A large VM experiences a hang when a vMotion is initiated.
There are no error messages or crashes seen.
The vmware.log file for the vmware may contain entries such as:
YYYY-MM-DDTHH:mm:ss In(05) vmx - GuestRpcSendTimedOut: message to toolbox timed out.
You may see high %CSTP figures when reviewing esxtop. See Determining if multiple virtual CPUs are causing performance issues for further assistance with checking this.
ESXi 7
ESXi 8
Typically we see this with very large VMs on an overcommitted ESXi host. If a VM has too many vCPUs allocated, this can make it difficult to schedule the VM processes along with the ESXi processes.
For example, if an ESXi host has 64 physical cores with hyperthreading enabled, this allows you to allocate 128 vCPUs to one virtual machine. While this VM is able to run with 128 vCPUs, it is competing with ESXi processes for resources, leading to high %CSTP figures in esxtop.
When a vMotion is triggered, this process also requires resources to execute.
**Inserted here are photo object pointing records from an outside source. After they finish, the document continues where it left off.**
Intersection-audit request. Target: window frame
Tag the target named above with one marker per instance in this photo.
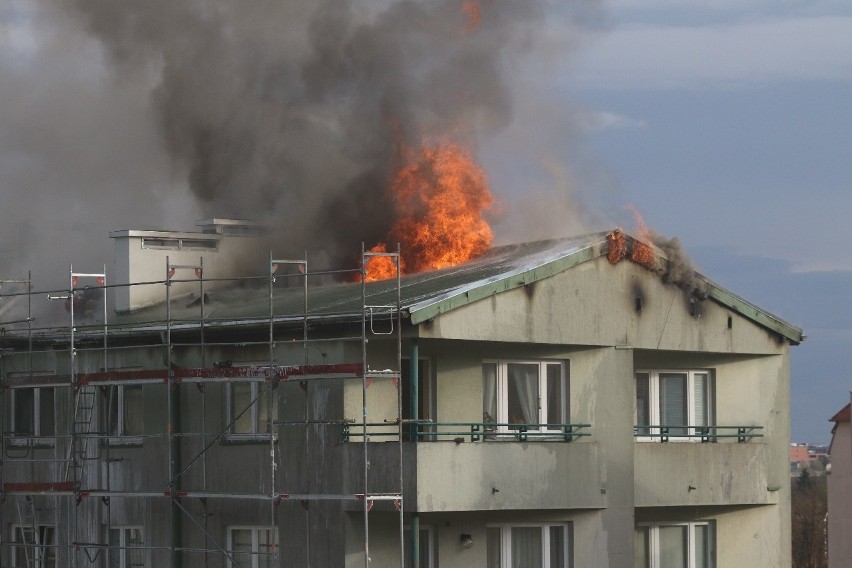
(38, 414)
(255, 543)
(431, 549)
(42, 551)
(651, 431)
(257, 420)
(118, 433)
(505, 544)
(122, 549)
(652, 559)
(502, 394)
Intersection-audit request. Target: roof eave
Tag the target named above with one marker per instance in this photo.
(464, 295)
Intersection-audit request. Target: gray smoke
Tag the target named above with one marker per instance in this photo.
(679, 269)
(295, 112)
(127, 114)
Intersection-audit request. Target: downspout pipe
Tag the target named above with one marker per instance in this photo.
(414, 388)
(414, 413)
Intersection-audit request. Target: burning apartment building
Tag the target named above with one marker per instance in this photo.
(581, 401)
(556, 403)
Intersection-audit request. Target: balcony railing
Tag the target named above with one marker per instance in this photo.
(665, 432)
(429, 431)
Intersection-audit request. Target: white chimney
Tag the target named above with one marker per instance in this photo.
(140, 256)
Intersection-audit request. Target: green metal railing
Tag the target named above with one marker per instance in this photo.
(429, 431)
(664, 432)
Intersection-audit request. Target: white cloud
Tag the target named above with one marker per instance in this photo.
(722, 56)
(599, 120)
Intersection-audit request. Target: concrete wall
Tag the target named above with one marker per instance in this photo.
(603, 485)
(840, 498)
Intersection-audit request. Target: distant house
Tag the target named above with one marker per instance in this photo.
(840, 492)
(551, 404)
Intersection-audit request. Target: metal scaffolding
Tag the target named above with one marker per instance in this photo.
(64, 485)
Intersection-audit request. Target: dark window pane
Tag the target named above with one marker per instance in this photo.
(643, 403)
(673, 409)
(24, 400)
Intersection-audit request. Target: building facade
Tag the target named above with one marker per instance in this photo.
(840, 492)
(555, 404)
Reduce the number of vCPUs allocated to the VM. While hyperthreading allows you to allocate double the number of physical cores, our recommendation would be to instead allocate vCPUs based on an expected 30% increase in CPU resources. In the above example, this would mean allocating approximately 84 vCPUs to the VM rather than 128 (64 x 1.3 = 83.2).